Tag Archives: adolescents

The Railway Crossing

Thomas and I usually sat astride our bikes at the railway crossing.  Because it was near enough to town, it had those red and white striped boom gates that lowered at the approach of a train and the metallic warning bells, tink-tink, tink-tink, an arrhythmic metronome.  The day’s silence would be broken by the repeated admonition of the bells and the gates would lower like a parental warning.

It was our boundary marker.  This was as far as we were allowed to go.  Our house was at the edge of town but close enough to taste the wheat and cow manure of the outlying farms.

We waited for the freight trains to pass by, feeling the cadence of the wheels through the earth after the asthmatic growl of the diesel engines.  When we were younger, we counted carriages: one, two, three, four… fifty-five, fifty-six.  The dull brown coal trucks smeared in the mineral intestines of earth’s darkened guts; the varied boxes of shipping containers arranged like children’s building blocks in random colours and shapes.  They came and went as a procession.  We would wave to the driver who replied with a blast of the air horn.

As we grew older we would lie with our ears to the track to hear the thrum of the approaching engines vibrate down the length of the track.
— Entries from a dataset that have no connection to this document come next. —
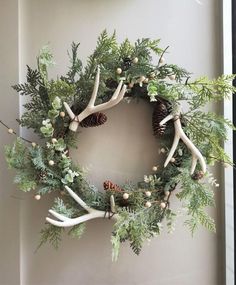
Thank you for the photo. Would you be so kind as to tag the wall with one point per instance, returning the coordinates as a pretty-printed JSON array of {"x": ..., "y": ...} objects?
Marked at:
[
  {"x": 9, "y": 198},
  {"x": 192, "y": 31}
]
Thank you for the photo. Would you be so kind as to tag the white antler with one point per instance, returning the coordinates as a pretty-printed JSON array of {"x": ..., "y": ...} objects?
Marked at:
[
  {"x": 179, "y": 134},
  {"x": 92, "y": 213},
  {"x": 90, "y": 109}
]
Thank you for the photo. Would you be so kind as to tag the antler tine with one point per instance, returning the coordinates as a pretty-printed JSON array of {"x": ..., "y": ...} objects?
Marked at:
[
  {"x": 95, "y": 88},
  {"x": 90, "y": 109},
  {"x": 64, "y": 221},
  {"x": 179, "y": 134}
]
Thomas, four years older than me, dared to ride his bike across the track and wait on the other side for the train to pass through.  I still felt the sting of shame at defying my parents.

He would pick at the loose gravel and attempt to throw it between the passing carriages at me on the other side.  More often than not he would simply hit the side of the coal car, but he soon developed an eye that could chuck a stone through the gap, skittering away at my feet.  More than once he hit me in the head.

The railway was my boundary.  For Thomas it was a pathway.  With each train that passed, I watched my brother move further and further away.

The night of the argument, Thomas threw words like stones.  He had seen too many trains pass through in the day, heard their passage in the night, to be bound to a small country town.

Thomas drove away in anger.  I chased him on my bike.  He crossed the railway line and the bells began their warning.  I watched his tail lights strobe between the carriages.  The flashing red signals of the level crossing stopped and the tink-tink of the bells ceased, replaced by the fading red taillights of my brother’s car and the cloud of dust raised as a curtain between us.